Victoria Legrand besticht mit ihrer Stimme bei Beach House. Sie haucht die Lyrics zum herbstlich todesfarbenden Blätterwald nun im August als wäre sie aus der Zeit gefallen, sie tanzt mit dem Tod auf eine absurde Weise, sie geht in Anti-Stellung zu den Formeln des Diesseits, wenn sie die Schönheit der tiefen Trübsal in diesen Dream-Pop verkündet. Dass die Zurückgezogenheit in die innere Welt der Gefühle musikalischen Reiz gebiert, zeigt dieses Duo bravourös. Zelebrierte Monotonie untermalt den Pathos dieser ins Jenseits gehenden Leidenschaft, sanfte Klänge untersteichen das entfernte Empfinden, ein paar Keyboards, sparsam eingesetzte Slide-Gitarren und eine Handvoll billig klingender Bontempi-Rhythmen gehen oft bis an die Grenzen des Stillstands. Hallräume scheinen aus den letzten Tönen zu kommen, die das Verlorensein in dieser Welt spiegeln. One, two, three, four! in Apple Orchard ... kein Aufbruch, sondern zögernde Angst, ein Start für Lebenstränen. Dass die beiden in diese nahezu unbewegt verlangsamten Songs klitzekleinste Swing-, Jazz- oder Countryklänge unterschieben, macht dieses Album zur visionär audiophilen Entdeckungstour. Im Geist entstehende Bilder zeigen endlos herab fallende Herbstblätter, gar leere Strände unter grauem Himmel, Sand, der gerade noch sich zurückbildende Fußabdrücke im geschäumten Wasser zeigt, einsame, regennasse Strassen auf dem Weg ins Nirgendwo, oder zur Hälfte geleertes, schales Bier oder umgefallene Weingläser in abgewirtschafteten Bars, denen die Morgendämmerung ein letzten Licht gewährt.
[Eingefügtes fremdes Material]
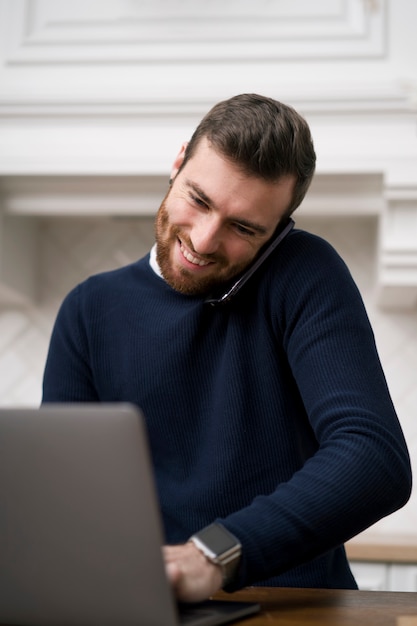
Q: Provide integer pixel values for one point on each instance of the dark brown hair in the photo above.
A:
(262, 136)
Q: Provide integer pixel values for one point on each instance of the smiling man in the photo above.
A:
(273, 436)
Zwischen Hass und Liebe wird es nichts mehr geben. Es klingt wie Blakes Hochzeit zwischen Himmel und Hölle. Dieses Fremdeln im Diesseits zeigt den Weg in eine andere Welt. Childhood ist eine kleine Ausnahme, hier mag man den Zweifel an der Todessehnsucht erkennen, das Beschwingte der Kindertage ist aber vielleicht nur der Anfang des Endes.
Neun Songs in 36 Minuten versetzen in die pathologische Schwermut einer transzendenten Welt.